Op-Med is a collection of original articles contributed by Doximity members.
I call Mrs. Fleming. I have never seen her in person and I never will. I am calling about her husband, Mr. Fleming. Although he is a patient in the hospital, and I am the resident doctor taking care of him today, I have also never seen him, except briefly from the doorway. I just know his oxygen levels have been quickly dropping despite the forest green oxygen tank hanging behind him, and I hear from his nurse who is devotingly by his bedside, that he is struggling to breath. Mrs. Fleming tells me she hasn’t seen her husband in six weeks: the one week he has been in the hospital, and the five weeks his nursing home was on lockdown. She misses him. Before the world of coronavirus, she would visit him at his facility from noon to bedtime, never missing a day. “Our 65th wedding anniversary is tomorrow,” she excitedly says.
“I am so sorry Mrs. Fleming, but I think your husband is dying.” I can’t see her facial expression to try and say the right thing. I only hear a pause, and then she asks me questions about his oxygen levels and morning laboratory results. I feel a sense of relief; these questions I can answer from the computer screen in front of me. Then she asks me, “How does he look?” and I don’t answer, because I don’t really know, hoping she will lose her train of thought. But then Mrs. Fleming asks me “What is he saying?” and I still don’t answer. I desperately look around for the nurse seeing if she can help me. “I’m really so sorry, Mrs. Fleming. I worry your husband is dying.” I hear another pause before Mrs. Fleming says: “I’m sorry, who are you again?”
In the effort to preserve PPE and reduce transmission of the virus, many medical residents have been instructed by their residency programs to not go into a patient’s room with the coronavirus (unless the attending physician who is mandated to see every patient is not urgently available). While on the inpatient coronavirus team, I start each day on the inpatient medicine service with a list of patients and the four digit extensions to their hospital rooms. I disinfect the landline phone at my workstation, enjoying the smell of Clorox and wondering which provider sat there before me and if they were a carrier of the virus. This phone has become more precious than my stethoscope. I try calling these patient names one by one, and they mostly do not answer because they are elderly, hard of hearing, short of breath, bedbound, or simply exhausted. So I do what I never did before: provide medical care — ordering labs, imaging tests, and medications — on names, not people; names I will soon forget.

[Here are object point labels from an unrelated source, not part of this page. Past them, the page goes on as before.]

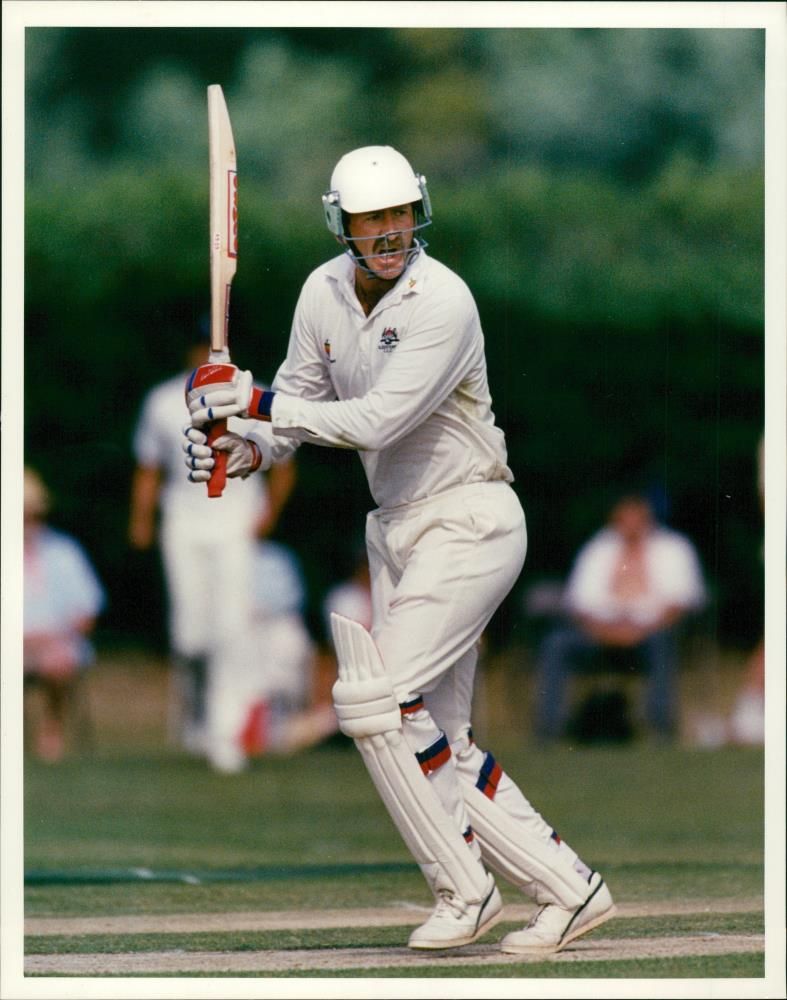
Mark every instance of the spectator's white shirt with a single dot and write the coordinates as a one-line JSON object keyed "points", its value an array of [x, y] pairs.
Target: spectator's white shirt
{"points": [[673, 573], [158, 443], [405, 386]]}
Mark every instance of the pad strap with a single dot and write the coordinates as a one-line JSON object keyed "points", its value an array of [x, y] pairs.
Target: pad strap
{"points": [[368, 711]]}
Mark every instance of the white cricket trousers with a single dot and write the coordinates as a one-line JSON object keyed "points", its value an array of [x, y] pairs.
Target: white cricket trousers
{"points": [[439, 569]]}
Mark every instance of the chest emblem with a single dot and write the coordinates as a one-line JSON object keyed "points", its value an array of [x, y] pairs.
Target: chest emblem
{"points": [[388, 340]]}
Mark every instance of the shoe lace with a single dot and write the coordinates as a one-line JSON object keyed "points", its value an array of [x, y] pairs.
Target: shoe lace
{"points": [[447, 903], [537, 916]]}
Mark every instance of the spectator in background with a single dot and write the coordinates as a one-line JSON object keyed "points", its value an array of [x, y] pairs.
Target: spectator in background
{"points": [[62, 600], [631, 586], [351, 597], [206, 546], [276, 682], [747, 719]]}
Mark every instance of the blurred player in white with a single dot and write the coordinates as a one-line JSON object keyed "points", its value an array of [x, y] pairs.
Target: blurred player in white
{"points": [[386, 357], [207, 548]]}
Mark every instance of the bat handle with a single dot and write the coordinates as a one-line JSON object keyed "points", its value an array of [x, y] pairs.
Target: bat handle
{"points": [[218, 477]]}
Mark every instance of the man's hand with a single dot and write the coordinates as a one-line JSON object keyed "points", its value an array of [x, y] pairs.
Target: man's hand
{"points": [[215, 392], [243, 456]]}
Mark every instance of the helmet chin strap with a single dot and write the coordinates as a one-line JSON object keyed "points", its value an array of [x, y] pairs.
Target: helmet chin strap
{"points": [[359, 261]]}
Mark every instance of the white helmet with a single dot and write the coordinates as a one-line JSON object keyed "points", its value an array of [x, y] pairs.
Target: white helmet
{"points": [[371, 178]]}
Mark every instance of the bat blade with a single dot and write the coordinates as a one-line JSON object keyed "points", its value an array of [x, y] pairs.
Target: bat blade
{"points": [[223, 250], [223, 218]]}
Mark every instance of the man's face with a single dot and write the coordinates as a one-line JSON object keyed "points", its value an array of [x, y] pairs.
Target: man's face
{"points": [[387, 232], [632, 519]]}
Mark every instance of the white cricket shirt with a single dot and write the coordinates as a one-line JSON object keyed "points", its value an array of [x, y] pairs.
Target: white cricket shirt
{"points": [[405, 386], [673, 571]]}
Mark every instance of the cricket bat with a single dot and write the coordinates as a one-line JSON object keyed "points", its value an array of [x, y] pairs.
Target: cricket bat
{"points": [[223, 251]]}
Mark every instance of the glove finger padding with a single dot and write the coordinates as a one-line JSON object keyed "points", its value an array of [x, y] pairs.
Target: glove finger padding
{"points": [[210, 395], [241, 454]]}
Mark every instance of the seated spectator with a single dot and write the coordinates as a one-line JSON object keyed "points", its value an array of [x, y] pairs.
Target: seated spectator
{"points": [[631, 586], [62, 599]]}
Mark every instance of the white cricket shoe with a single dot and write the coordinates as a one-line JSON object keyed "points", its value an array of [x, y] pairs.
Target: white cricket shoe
{"points": [[455, 923], [553, 927]]}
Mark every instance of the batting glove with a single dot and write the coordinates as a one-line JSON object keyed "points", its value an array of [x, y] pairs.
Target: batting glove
{"points": [[215, 392], [243, 455]]}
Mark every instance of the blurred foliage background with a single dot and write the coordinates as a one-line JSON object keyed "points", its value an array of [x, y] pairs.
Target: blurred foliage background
{"points": [[600, 190]]}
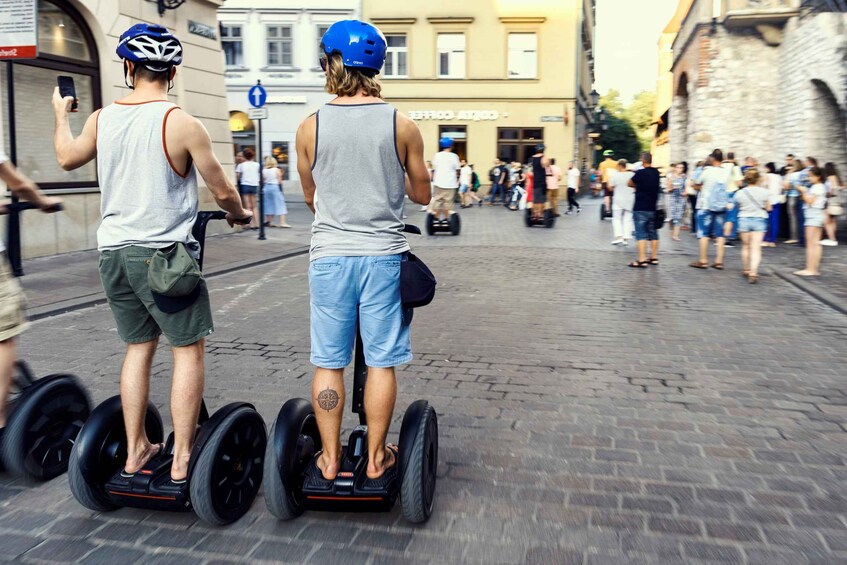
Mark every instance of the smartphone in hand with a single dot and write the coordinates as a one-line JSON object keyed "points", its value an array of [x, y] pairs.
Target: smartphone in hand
{"points": [[66, 88]]}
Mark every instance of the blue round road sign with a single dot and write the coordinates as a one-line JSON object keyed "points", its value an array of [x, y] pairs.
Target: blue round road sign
{"points": [[257, 96]]}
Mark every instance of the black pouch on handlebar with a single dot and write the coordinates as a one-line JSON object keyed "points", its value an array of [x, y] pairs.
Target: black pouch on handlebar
{"points": [[417, 283]]}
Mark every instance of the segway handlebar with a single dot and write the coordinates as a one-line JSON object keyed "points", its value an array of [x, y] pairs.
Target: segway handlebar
{"points": [[22, 205]]}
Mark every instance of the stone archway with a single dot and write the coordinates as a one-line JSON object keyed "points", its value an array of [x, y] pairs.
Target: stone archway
{"points": [[679, 128], [827, 129]]}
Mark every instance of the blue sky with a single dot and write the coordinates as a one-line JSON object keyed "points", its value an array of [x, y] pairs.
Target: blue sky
{"points": [[626, 44]]}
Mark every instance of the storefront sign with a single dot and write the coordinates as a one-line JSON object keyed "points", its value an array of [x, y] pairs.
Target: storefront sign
{"points": [[207, 31], [461, 115], [18, 29]]}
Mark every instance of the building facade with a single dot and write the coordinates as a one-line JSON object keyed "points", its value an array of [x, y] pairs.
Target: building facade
{"points": [[78, 38], [496, 76], [761, 78], [276, 42]]}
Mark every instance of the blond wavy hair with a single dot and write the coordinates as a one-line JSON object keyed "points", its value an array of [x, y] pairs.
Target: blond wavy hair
{"points": [[345, 81]]}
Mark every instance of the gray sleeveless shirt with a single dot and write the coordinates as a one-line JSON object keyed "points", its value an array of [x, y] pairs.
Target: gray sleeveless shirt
{"points": [[360, 183], [144, 200]]}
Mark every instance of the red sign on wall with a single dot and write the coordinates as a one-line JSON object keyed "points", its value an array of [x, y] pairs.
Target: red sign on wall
{"points": [[18, 29]]}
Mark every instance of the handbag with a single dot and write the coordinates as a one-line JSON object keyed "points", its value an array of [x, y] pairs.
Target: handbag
{"points": [[417, 283]]}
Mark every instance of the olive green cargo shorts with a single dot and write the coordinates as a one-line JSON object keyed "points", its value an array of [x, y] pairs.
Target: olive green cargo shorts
{"points": [[124, 276], [12, 302]]}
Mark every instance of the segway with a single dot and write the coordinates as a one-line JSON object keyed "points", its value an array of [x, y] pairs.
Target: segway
{"points": [[452, 225], [548, 220], [294, 441], [224, 472], [44, 415]]}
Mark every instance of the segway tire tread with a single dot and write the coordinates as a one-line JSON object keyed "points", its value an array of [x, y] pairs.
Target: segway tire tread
{"points": [[14, 446], [276, 497], [415, 508], [91, 497], [200, 482]]}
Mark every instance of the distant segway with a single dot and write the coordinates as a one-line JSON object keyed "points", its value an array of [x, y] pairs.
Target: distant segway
{"points": [[548, 220], [225, 469], [44, 415], [453, 225], [294, 440]]}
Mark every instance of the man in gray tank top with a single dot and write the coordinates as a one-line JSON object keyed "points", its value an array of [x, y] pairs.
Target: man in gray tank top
{"points": [[147, 150], [357, 156]]}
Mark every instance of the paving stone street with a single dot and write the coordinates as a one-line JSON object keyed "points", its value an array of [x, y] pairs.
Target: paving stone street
{"points": [[589, 413]]}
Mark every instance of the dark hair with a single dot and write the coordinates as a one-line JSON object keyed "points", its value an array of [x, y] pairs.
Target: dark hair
{"points": [[142, 72]]}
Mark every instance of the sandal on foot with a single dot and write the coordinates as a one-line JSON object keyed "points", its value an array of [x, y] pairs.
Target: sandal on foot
{"points": [[388, 476], [158, 449]]}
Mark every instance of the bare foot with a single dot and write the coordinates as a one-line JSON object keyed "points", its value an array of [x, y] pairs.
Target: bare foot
{"points": [[379, 465], [328, 468], [135, 464]]}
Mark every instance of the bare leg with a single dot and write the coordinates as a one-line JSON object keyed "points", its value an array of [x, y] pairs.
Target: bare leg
{"points": [[186, 395], [755, 251], [329, 411], [135, 386], [745, 252], [8, 356], [380, 395], [721, 249], [704, 249]]}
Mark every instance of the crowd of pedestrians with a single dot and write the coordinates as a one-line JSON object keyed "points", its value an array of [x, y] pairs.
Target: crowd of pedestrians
{"points": [[726, 204]]}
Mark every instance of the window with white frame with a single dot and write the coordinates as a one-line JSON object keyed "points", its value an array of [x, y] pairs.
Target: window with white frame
{"points": [[396, 56], [279, 41], [233, 45], [451, 55], [523, 55]]}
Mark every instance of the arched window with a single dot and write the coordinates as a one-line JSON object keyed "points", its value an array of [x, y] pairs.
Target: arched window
{"points": [[65, 47]]}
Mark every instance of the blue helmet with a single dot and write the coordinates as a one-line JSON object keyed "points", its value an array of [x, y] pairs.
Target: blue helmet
{"points": [[361, 45], [153, 46]]}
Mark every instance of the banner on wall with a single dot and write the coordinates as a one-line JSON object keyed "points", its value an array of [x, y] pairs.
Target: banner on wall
{"points": [[18, 29]]}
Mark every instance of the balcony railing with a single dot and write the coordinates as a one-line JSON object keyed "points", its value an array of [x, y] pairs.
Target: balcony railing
{"points": [[746, 13]]}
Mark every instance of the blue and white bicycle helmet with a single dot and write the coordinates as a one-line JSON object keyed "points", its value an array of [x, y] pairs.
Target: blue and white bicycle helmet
{"points": [[361, 45], [153, 46]]}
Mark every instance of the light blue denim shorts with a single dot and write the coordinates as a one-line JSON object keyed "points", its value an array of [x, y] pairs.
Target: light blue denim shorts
{"points": [[346, 289]]}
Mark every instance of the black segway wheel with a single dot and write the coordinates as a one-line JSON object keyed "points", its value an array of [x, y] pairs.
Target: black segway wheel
{"points": [[549, 219], [417, 489], [228, 473], [429, 224], [100, 452], [43, 427], [293, 442], [455, 224]]}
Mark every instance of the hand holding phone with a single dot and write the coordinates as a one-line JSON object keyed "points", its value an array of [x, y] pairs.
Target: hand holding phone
{"points": [[66, 89]]}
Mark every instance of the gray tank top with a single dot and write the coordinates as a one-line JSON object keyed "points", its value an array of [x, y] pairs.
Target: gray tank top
{"points": [[360, 183], [144, 200]]}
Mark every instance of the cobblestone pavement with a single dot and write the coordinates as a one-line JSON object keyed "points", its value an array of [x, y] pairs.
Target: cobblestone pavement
{"points": [[589, 413]]}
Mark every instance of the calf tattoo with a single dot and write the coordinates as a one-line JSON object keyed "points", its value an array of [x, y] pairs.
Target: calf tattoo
{"points": [[328, 399]]}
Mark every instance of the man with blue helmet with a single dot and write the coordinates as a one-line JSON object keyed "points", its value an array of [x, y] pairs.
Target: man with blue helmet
{"points": [[148, 152], [356, 157], [445, 177]]}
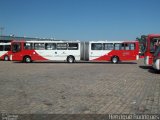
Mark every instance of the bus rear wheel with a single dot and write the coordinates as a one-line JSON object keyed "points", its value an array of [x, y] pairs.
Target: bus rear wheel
{"points": [[6, 58], [70, 59], [115, 59], [27, 59]]}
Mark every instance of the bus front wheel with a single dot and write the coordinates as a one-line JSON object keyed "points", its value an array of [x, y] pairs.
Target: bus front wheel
{"points": [[27, 59], [115, 59], [70, 59], [6, 58]]}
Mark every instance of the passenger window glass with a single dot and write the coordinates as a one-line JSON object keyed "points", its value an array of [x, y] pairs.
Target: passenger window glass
{"points": [[1, 47], [132, 46], [50, 46], [16, 47], [96, 46], [117, 46], [61, 46], [126, 46], [7, 48], [108, 46], [28, 46], [39, 46], [72, 46], [123, 45]]}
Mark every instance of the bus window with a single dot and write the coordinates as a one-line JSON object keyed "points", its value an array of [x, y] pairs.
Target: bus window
{"points": [[39, 46], [123, 45], [16, 47], [7, 47], [28, 46], [132, 46], [50, 46], [72, 46], [61, 46], [96, 46], [117, 46], [1, 47], [108, 46], [126, 46]]}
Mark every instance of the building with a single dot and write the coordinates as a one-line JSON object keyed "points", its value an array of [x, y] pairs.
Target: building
{"points": [[11, 37]]}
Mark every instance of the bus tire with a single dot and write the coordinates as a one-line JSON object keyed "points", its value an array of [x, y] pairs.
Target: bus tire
{"points": [[70, 59], [6, 58], [115, 59], [27, 59]]}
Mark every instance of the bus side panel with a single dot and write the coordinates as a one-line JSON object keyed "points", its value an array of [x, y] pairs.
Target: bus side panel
{"points": [[85, 51], [31, 53], [2, 54]]}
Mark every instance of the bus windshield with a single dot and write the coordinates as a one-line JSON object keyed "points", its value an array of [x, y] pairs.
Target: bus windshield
{"points": [[16, 47], [154, 44], [143, 45], [157, 52]]}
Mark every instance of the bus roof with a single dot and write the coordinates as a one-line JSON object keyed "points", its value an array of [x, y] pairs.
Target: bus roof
{"points": [[44, 41], [154, 35], [111, 41]]}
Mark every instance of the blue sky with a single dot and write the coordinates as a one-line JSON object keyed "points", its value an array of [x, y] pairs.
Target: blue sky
{"points": [[80, 19]]}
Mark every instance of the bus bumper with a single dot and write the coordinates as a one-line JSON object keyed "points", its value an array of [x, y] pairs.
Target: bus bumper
{"points": [[156, 64], [10, 57]]}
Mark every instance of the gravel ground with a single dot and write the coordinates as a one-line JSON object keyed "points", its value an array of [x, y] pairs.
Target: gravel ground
{"points": [[79, 88]]}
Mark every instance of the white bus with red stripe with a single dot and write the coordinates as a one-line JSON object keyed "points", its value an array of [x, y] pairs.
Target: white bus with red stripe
{"points": [[5, 51], [72, 51]]}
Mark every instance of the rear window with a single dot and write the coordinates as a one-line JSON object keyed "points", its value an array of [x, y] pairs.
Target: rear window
{"points": [[96, 46], [72, 46]]}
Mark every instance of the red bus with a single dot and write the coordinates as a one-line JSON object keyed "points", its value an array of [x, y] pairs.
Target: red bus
{"points": [[72, 51], [5, 51], [156, 59], [113, 51], [149, 46]]}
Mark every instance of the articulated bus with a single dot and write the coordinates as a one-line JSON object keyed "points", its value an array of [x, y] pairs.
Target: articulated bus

Like most doctors, I went into medicine to care for people. To observe, listen, feel, and connect. And like most doctors, I've spent my medical training frustrated by the administrative tasks that take us out of the exam room and away from the patient. I used to bemoan this to my friends over dinner. Now, those seem like the good days. My meager eight minutes with patients has become zero. If I do see a patient now, my face is obscured by a plastic barrier, and I am overcome with fear and guilt, calculating how quickly I can leave the room.
The first few days of the phone being my patients were not so bad. Patients could no longer see that I look younger than my age, so I had a nice break from the usual comment of “When did they let 16-year-olds become doctors?” It was easier to end a conversation that was going on too long, and I could multitask, which meant getting my work done before my kids’ bedtime. But now, more than two months into these new policies, I so deeply miss patients as people. I miss observing. I miss seeing what they ordered for breakfast, the color of their nail polish, the obscurity of their tattoos, the photos of their families lined along the windowsill. I miss connecting. I no longer have the hospital badge or the white coat to convey that I’m the doctor. I no longer have the messy hair bun on the top of my head and the warm smile to show that I’m a real person, too. I miss learning. I was always told by medical educators that the first few years of medical school are hard to remember because you are learning from books. “You’ll never forget medicine when you see a patient experience it.” But now I don’t see them, I don’t remember, I just move on. I have become that random person who calls you on the phone, sometimes too early and sometimes too late, to ask you if you feel short of breath. Understandably, you and your loved ones say to me, “I’m sorry, who are you?”
I usually try to write to inspire change. But with this new unexpected reality, I don’t know what to do. Wait until the coronavirus goes away? Use more PPE than I am supposed to? Advocate to change this policy? Remind myself that this isolation is worth saving lives? Try to put it in perspective and tell myself it’s even harder for family members who are not allowed at all to the hospital? I just don’t know.
I ended up giving my cell phone number to members of Mr. Fleming’s family, and spending many hours outside the hospital talking to them and hearing their thoughts. That is time I never thought I had to spare, but being a good doctor today requires more of me than before — because there’s less of you I can see.
So what I am trying to do is to forgive the constant hesitation and skepticism of patients and their families when they hear my voice on the phone. I try not to be mad when they yell at me, “You are giving up on my mom.” I get that they do not believe me. I try not to be offended when they scream, “You haven’t been taking care of him long enough.” I understand that they do not trust me. I try not to be surprised when they shout at me, “You don’t know how strong he is.” I know you don't want to listen to me. I know you don’t know me, but I hope one day you will.
All names and identifying information have been modified to protect patient privacy.